PATTERN Cited by 1 source

Grouped linear quantization¶

Pattern¶

Share a scale (and optionally a zero-point) across a contiguous group of tensor elements — typically 32, 64, or 128 — rather than per-tensor (one scale for all elements, too coarse) or per-element (one scale per element, prohibitive metadata cost).
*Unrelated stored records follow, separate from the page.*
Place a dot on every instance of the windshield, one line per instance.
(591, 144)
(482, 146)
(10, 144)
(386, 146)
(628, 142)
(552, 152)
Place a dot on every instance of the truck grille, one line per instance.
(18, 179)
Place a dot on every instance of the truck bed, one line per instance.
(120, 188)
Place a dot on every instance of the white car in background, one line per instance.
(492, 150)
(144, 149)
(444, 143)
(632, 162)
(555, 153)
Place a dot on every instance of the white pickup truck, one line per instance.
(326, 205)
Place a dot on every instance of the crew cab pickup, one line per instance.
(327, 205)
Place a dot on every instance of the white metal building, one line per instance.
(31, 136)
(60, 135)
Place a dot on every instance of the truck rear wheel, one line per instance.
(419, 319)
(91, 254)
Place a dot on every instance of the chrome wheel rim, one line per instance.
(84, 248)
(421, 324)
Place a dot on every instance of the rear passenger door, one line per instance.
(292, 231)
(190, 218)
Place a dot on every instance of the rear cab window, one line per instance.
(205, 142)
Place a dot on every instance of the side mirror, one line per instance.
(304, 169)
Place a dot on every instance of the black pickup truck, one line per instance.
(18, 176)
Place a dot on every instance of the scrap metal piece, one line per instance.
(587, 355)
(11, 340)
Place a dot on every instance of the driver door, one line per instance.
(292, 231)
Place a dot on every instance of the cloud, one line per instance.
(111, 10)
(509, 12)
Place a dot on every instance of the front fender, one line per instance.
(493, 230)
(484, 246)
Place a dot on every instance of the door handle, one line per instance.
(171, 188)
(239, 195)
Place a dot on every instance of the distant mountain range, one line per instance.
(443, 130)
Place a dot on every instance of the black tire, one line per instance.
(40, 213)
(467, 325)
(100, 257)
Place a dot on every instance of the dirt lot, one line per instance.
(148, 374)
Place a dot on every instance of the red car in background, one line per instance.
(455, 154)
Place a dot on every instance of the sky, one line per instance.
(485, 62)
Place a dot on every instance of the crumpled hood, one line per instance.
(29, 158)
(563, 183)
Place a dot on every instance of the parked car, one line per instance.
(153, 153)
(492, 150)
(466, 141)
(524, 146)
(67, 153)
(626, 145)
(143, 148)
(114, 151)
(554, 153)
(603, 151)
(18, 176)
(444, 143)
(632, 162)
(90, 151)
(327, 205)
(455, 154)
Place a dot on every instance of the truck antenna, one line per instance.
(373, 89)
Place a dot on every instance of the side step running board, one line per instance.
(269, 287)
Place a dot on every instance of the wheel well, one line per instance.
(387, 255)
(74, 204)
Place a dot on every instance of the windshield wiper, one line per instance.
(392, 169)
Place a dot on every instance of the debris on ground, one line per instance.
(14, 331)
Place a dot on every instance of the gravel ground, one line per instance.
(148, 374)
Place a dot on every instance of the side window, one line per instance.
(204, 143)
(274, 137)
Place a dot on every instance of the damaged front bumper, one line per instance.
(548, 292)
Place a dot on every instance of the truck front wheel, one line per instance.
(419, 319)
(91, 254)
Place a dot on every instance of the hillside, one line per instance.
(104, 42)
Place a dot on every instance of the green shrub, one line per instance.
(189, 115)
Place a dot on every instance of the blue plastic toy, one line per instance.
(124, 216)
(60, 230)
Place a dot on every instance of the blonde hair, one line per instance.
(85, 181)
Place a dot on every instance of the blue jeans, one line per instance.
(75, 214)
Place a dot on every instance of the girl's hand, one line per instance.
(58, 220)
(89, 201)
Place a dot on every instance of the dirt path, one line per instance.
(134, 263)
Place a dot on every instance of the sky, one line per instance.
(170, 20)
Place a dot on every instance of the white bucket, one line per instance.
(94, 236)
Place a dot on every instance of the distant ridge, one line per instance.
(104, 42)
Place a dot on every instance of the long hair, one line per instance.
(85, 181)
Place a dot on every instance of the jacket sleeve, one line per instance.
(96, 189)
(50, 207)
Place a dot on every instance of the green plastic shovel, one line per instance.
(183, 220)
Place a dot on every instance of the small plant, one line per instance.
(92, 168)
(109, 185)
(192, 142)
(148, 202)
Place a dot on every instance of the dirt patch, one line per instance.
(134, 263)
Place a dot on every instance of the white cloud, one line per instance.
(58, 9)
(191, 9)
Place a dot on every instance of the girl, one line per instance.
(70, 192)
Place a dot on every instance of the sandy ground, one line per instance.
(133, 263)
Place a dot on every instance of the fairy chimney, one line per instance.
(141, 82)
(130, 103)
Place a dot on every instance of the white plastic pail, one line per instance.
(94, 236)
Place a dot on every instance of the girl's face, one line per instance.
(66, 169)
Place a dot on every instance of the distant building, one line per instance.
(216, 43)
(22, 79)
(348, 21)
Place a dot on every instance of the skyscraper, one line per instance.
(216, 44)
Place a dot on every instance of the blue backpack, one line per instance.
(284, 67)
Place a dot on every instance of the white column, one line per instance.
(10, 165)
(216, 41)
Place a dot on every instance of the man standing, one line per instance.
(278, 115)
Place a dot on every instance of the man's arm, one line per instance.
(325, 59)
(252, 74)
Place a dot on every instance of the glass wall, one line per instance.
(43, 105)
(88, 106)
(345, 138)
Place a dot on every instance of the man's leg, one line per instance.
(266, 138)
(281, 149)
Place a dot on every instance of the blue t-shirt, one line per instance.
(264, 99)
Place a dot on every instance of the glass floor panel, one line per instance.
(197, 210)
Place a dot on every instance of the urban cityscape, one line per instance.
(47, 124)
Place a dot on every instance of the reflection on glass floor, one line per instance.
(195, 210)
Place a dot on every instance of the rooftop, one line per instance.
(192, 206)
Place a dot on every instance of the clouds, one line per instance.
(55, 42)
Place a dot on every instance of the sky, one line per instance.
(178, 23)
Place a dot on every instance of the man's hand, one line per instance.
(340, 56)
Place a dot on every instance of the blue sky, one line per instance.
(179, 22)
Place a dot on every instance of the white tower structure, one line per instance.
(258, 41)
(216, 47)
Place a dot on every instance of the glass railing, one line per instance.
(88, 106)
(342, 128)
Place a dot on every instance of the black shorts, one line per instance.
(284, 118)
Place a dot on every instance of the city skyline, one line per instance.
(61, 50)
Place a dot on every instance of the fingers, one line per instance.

Grouping substantially reduces quantization error at low bit widths by letting each group track its own dynamic range, while keeping metadata overhead bounded (Source: sources/2026-02-12-dropbox-how-low-bit-inference-enables-efficient-ai).

The two forms¶

Symmetric: x ≈ scale · q (no zero-point; faster, smaller metadata)
Asymmetric: x ≈ scale · q + zero_point — the multiply-add fuses efficiently onto modern GPU hardware, which is why asymmetric dominates production despite its extra metadata cost per group

Canonical instances¶

Method	Bit-width	Notes
AWQ	A16W4	Activation-aware; preserves outlier-sensitive channels
HQQ (Dropbox OSS)	A16W4	Half-Quadratic; on-the-fly, no offline calibration pass
MXFP (OCP spec)	MXFP8/6/4	Fixed 32-element blocks, E8M0 scale, hardware-native
NVFP4	FP4	Smaller 16-element group + E4M3 FP8 scale for better numerical stability

AWQ and HQQ are the pre-MXFP software-era instances — they rely on an explicit dequant step before the MMA. MXFP and NVFP are the hardware-era instances — grouping is baked into the instruction contract via block_scale on MMA (see patterns/hardware-native-quantization).

Why grouping works¶

Neural-network weight distributions are non-uniform — some regions of a tensor have outlier values that would blow up a single per-tensor scale's dynamic range, forcing the rest of the tensor into lossy quantization. Per-channel scales help but are often still too coarse at 4-bit. Per-group scales isolate outliers: a group with an outlier gets a wider scale; adjacent groups without outliers keep tighter precision. The metadata overhead is 1 / group_size of the original tensor size — e.g. 32-element groups add ~3% metadata for 4-bit weights.

Picking group size is an engineering trade:

Smaller groups (16, 32) = better accuracy, more metadata, more kernel-side indexing complexity
Larger groups (64, 128) = less accuracy, less metadata, simpler kernels

MXFP fixes at 32; NVFP4 trades metadata cost for accuracy with 16.

Relationship to other patterns¶

Basis for patterns/hardware-native-quantization — the block_scale modifier on Tensor Core MMA instructions implements grouped quantization directly in hardware.
Inside of concepts/low-bit-inference — grouping is the primary reason sub-8-bit quantization is production-viable at all.
Independent of patterns/weight-only-vs-activation-quantization — grouping applies to both weight quantization (AWQ, HQQ, MXFP weights) and activation quantization (per-block activation quantization, JetFire, DeepSeek V3).

Seen in¶

sources/2026-02-12-dropbox-how-low-bit-inference-enables-efficient-ai — canonical description of grouping as "assigning shared parameters to small blocks of tensor elements rather than individual values" with the concrete 32/64/128 sizes and AWQ/HQQ as the pre-MXFP software realization, MXFP fixed-32 blocks as the hardware realization, and NVFP4's smaller group-size + E4M3 scales as the accuracy refinement.